Il fanatismo dei coloni, povera gente in buona fede aizzata da rabbini fanatici e usata da Rabin, e dai governi successivi, per far fallire gli accordi di Oslo da lui stesso firmati, è aizzato non solo dai rabbini più scatenati, ma va a braccetto con la destra la cui ira contro Obama e gli israeliani stufi di sangue sta montando sempre di più. «L’ unica cosa da congelare solo i negoziati [con i palestinesi], non gli insediamenti», dichiarano vari esponenti di partiti di destra, compresi quelli al governo. E fioccano le accuse di tradimento contro i 150 intellettuali, scrittori come Amos Oz, David Grossman e A.B. Yehoshua, attori e artisti vari, che hanno dichiarato pubblicamente di non voler più mettere piede negli insediamenti. Dio salvi Israele dalla gente che mette in pericolo la stessa Israele, oltre a trattare i palestinesi come “animali a due zampe”.

Intanto l’apposita commissione dell’Onu ha completato i lavori di indagine sul massacro di pacifisti turchi compiuto dai militari israeliani all’assalto della nave Mavi Marmara. La conclusione è che l’azione di Israele è da condannare. Alcuni dei pacifisti turchi tra i nove ammazzati sono stati uccisi a sangue freddo con un colpo in testa sparato da vicino.

Se a tutto ciò aggiungiamo che Netanyahu ha chiarito fino alla noia che non c’è nulla da trattare, ma solo da accettare passivamente rifiutando preventivamente le richieste palestinesi, è chiaro che l’orizzonte minaccia tempesta.

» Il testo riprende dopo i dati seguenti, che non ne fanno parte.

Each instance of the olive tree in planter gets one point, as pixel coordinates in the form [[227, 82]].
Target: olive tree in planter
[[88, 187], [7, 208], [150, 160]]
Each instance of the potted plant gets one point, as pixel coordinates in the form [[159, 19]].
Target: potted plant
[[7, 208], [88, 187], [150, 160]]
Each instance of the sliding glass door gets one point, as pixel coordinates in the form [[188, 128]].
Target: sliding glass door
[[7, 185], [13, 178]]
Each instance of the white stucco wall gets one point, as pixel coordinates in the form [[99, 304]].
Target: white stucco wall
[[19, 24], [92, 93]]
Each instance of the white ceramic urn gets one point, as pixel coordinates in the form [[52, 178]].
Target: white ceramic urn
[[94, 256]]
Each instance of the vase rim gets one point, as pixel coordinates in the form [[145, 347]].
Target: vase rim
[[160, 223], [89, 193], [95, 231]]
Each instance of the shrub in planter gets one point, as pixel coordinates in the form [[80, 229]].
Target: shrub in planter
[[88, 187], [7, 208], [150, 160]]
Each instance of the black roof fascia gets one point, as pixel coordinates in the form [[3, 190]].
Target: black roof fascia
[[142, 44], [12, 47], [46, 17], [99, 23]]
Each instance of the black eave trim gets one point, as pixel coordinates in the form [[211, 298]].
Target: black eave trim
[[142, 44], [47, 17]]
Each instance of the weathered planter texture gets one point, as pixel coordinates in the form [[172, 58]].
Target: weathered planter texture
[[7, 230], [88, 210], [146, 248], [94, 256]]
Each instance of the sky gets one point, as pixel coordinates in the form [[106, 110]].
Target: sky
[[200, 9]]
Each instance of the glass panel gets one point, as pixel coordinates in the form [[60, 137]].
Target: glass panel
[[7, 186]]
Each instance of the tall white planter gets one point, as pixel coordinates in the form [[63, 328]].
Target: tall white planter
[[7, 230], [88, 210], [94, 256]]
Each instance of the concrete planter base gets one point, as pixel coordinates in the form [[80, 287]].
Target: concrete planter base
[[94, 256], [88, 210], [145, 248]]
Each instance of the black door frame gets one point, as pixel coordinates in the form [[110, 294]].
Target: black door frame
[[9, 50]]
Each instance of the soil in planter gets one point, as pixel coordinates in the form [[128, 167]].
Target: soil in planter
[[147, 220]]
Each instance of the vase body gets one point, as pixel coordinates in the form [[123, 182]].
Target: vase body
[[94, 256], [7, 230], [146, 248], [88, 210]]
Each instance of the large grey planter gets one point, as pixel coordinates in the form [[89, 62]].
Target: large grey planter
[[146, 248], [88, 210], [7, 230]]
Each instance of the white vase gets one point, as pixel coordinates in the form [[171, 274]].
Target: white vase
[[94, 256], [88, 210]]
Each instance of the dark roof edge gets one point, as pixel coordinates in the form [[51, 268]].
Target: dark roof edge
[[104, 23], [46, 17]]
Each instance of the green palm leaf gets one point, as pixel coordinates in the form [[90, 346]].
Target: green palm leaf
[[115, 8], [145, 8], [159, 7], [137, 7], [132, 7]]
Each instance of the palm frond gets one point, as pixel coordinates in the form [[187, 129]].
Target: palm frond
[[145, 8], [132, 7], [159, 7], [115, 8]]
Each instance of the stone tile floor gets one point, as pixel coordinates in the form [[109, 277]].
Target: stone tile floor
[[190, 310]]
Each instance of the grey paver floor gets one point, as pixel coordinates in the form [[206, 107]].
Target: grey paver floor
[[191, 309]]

Cioè altro sangue. Il “coraggio” che Netanyahu e i suoi elettori pretendono da Abu Mazen è quello di arrendersi e accettare le briciole del banchetto israeliano spartitorio di terre palestinesi. Vediamo cosa decide la Lega Araba, un insieme di ben 32 Paesi, il 4 ottobre, se autorizzare o no il povero Abu Mazen, il cui mandato per giunta è scaduto da un pezzo e quindi non si sa bene chi rappresenti, a “trattare”, cioè a inchinarsi, a Netanyahu.

Fermo restando il fatto che la stessa Lega araba ha già offerto nel 2002 – e rinnovato nel 2005 – un completo piano di pace, con reciproci riconoscimenti anche diplomatici, un piano di pace che Israele ha rifiutato perché non aveva, e non ha, la minima intenzione di restituire, se non in minima parte, il territorio di cui si era appropriato. Del resto, quando è stato deciso di sgomberare la Striscia di Gaza, l’allora capo di governo, l’uomo responsabile della mattanza di palestinesi a Sabra e Chatila in Libano, lo ha fatto in modo tale, senza minimamente coinvolgere l’Autorità nazionale palestinese, da rendere inevitabile il tracollo dell’Autorità, di Abu Mazen e dei suoi uomini, e la vittoria di Hamas a Gaza.